Some say they heard a sound like thunder at first, others that it was like a cannon shot, and people imagined it resembled the rumbling of an earthquake, leading the public to call it a forewarning of the tsunami. However, this was neither the sound of the earthquake nor a forewarning; it was most likely the sound produced by the force of the water as the tsunami rushed ashore — perhaps striking against great boulders or from some other cause.
**[Lower Section]**
This can be understood from the fact that not a single person aboard a vessel at sea heard such a sound. Similarly, the reason those on board ships were entirely unaware of the tsunami is that such a great tsunami, forming wave shapes spanning hundreds of *ken*, would — even if the wave height were over one hundred *shaku* (approximately 30 meters) — create an extremely gentle gradient relative to its width, and so would cause no perceptible rocking. However, the zone in which changes in tidal level were felt along the coast was quite extensive: tide gauges installed near Kinkasan recorded variations of roughly seven to eight *shaku*, and Chōshi also experienced noticeable effects; as far north as Nemuro and as far south as the Kii coast, tidal oscillations were similarly felt.
*The following presents theories on the cause.*
**Item 16: A Theory Attributing the Tsunami's Cause to a Collision of Ocean Currents**
The author of this theory states: The seasonal transition between the cold and warm currents flowing along this coast occurs at the spring and autumnal equinoxes each year — the period from autumn to spring being the cold current season, and from spring to autumn being the warm current season.

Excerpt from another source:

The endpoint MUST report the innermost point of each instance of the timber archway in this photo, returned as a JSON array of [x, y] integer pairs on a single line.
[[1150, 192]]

This never varies from year to year. Yet this year, even past the equinox, the cold current continues to occupy the coast, and tuna fishermen have been going farther out to sea than usual in search of the warm current. This alone makes it undeniable that this year's ocean currents have undergone some change. Could not the cause of this tsunami also have arisen from this change in currents? In my view, it appears to have been caused by a collision between the cold and warm currents in these coastal waters. For the waves that struck the coast were entirely unlike ordinary ones — they came rotating vertically, top to bottom. Survivors all report being dragged down to the seabed and thrown back up to the surface some three or four times. This is presumably the result of the two currents colliding. Moreover, some fishermen say they witnessed water columns rising from the sea. This too provides further evidence of the collision. It is said that when a cold current carrying ice and a warm current of high temperature meet, the melting of the ice can produce precisely such phenomena.
*Editorial comment:* According to this theory, the cause of the tsunami was that the collision of the cold and warm ocean currents — differing greatly in temperature — generated high waves in the open sea. The author is said to be from Kesennuma District. It has been noted in the *Jiji Shimpō* newspaper that tsunamis generated in this manner are by no means rare, and that the characters "海嘯" (*kaishō*) originally referred to this type of high wave occurring at the mouths of seas in southeastern China. However, it is difficult to believe that collisions of ocean currents of this kind occurred everywhere along seventy *ri* of coastline simultaneously. Furthermore, the author appears to give no consideration to the earthquake. Reports of earthquake activity have come in from various locations, and it is this writer's belief that in this disaster, the earthquake and the tsunami were causally connected. That an anomaly occurred specifically in this year, when the warm current was late in its seasonal transition, was likely due to some other underlying cause.